BERLIN — The Washington-based United States Commission on International Religious Freedom (USCIRF) urged on Thursday that the Iranian regime allied Houthi authorities in Yemen comply with their March 25 public commitment to release Baha’i religious prisoner of conscience Hamid bin Haydara, along with 24 other detained Baha’is.
“Enough of the delays! The Houthis must implement their commitment to release and drop all charges against Hamid bin Haydara and 24 other detained Yemeni Baha’is,” said USCIRF Commissioner Johnnie Moore, who advocates for bin Haydara as part of USCIRF’s Religious Prisoners of Conscience Project.
“The Houthis were right to abandon their March 22 decision to impose a death sentence on Mr. bin Haydara and to dissolve Baha’i institutions in Yemen. But, this decision is meaningless if they do not act upon it. It is also time for all persecution of the Baha’is in Yemen to end, now,” he added.
USCIRF is an independent, bipartisan federal government entity established by the US Congress.

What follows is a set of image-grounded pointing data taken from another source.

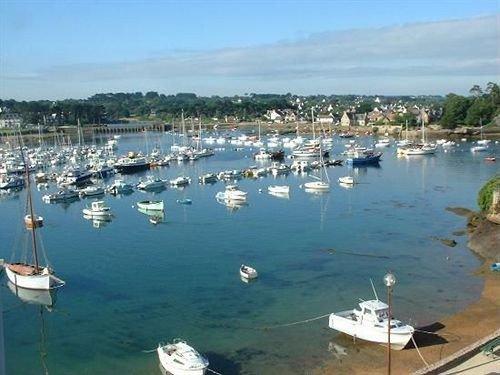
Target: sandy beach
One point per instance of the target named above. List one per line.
(453, 333)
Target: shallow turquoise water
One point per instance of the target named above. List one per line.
(131, 284)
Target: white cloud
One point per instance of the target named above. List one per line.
(456, 48)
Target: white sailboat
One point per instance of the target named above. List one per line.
(31, 275)
(178, 358)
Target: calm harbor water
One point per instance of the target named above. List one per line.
(131, 284)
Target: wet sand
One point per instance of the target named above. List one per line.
(454, 333)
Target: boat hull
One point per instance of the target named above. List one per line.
(128, 169)
(43, 281)
(352, 328)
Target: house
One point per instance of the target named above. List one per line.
(354, 119)
(325, 119)
(10, 120)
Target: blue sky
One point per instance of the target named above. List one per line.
(62, 49)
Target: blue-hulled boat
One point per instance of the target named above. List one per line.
(365, 157)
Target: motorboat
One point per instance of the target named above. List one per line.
(61, 196)
(11, 182)
(178, 358)
(364, 157)
(479, 148)
(97, 209)
(35, 222)
(120, 187)
(384, 142)
(348, 180)
(180, 181)
(132, 163)
(317, 186)
(91, 191)
(151, 183)
(278, 189)
(207, 178)
(248, 272)
(232, 193)
(151, 205)
(370, 323)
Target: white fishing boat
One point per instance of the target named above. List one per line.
(479, 148)
(370, 323)
(151, 205)
(151, 183)
(278, 189)
(97, 209)
(348, 180)
(91, 191)
(248, 272)
(180, 181)
(120, 187)
(232, 193)
(31, 275)
(178, 358)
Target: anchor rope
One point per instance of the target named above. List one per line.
(295, 323)
(418, 351)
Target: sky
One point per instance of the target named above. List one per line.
(77, 48)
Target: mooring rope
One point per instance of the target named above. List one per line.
(418, 351)
(215, 372)
(438, 333)
(295, 323)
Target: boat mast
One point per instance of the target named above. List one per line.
(30, 205)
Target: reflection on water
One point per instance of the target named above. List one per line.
(135, 283)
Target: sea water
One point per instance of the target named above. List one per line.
(131, 284)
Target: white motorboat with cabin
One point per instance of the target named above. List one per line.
(97, 209)
(348, 180)
(151, 183)
(279, 189)
(180, 181)
(370, 323)
(151, 205)
(91, 191)
(120, 187)
(232, 193)
(178, 358)
(248, 272)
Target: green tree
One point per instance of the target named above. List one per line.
(485, 195)
(454, 111)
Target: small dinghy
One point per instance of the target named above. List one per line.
(178, 358)
(36, 222)
(151, 205)
(279, 189)
(348, 180)
(248, 272)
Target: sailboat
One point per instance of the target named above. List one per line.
(31, 275)
(321, 184)
(422, 149)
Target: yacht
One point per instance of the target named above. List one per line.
(178, 358)
(180, 181)
(120, 187)
(232, 193)
(131, 163)
(151, 183)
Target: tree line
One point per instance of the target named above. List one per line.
(481, 107)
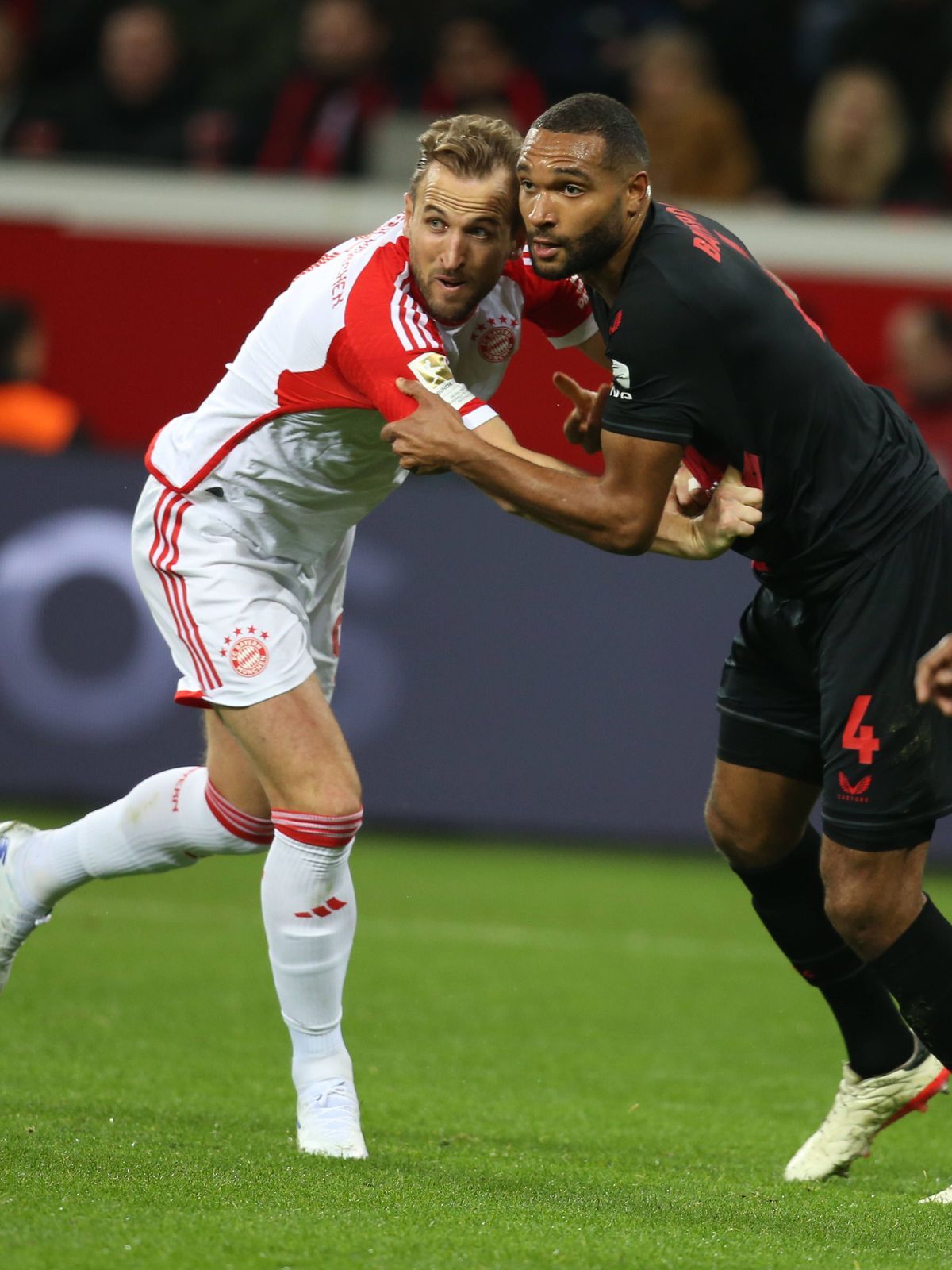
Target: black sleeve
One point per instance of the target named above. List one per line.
(668, 379)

“The Houthi commitment to freedom for Mr. bin Haydara was made unequivocally, and it must be enacted without delay,” USCIRF Vice Chair Gayle Manchin said. “Mr. bin Haydara must now be released and returned to his family.”
USCIRF said in its statement that it is “concerned by reports suggesting that the Houthi First Specialized Criminal Court will only furlough the prisoners on the grounds of the “ongoing health situation’ rather than grant them a full and unconditional release.”
The Houthi movement arrested and detained bin Haydara in December 2013 and held him in prison without charges for more than a year.
A judge imposed the death sentence on bin Haydara in January 2, 2018 and issued an order to close Baha’i institutions. A Houthi appeals court affirmed the verdict on March 22, 2020.
Iran’s regime has engaged in massive persecution of the Baha’i community in the Islamic Republic of Iran. Tehran furnishes the Houthis with weapons.
USCIRF recommended the designation of the Houthi movement as an entity of particular concern in its 2019 Annual Report.
The Commission describes its work as “to monitor, analyze, and report on threats to religious freedom abroad. USCIRF makes foreign policy recommendations to the President, the Secretary of State, and Congress intended to deter religious persecution and promote freedom of religion.”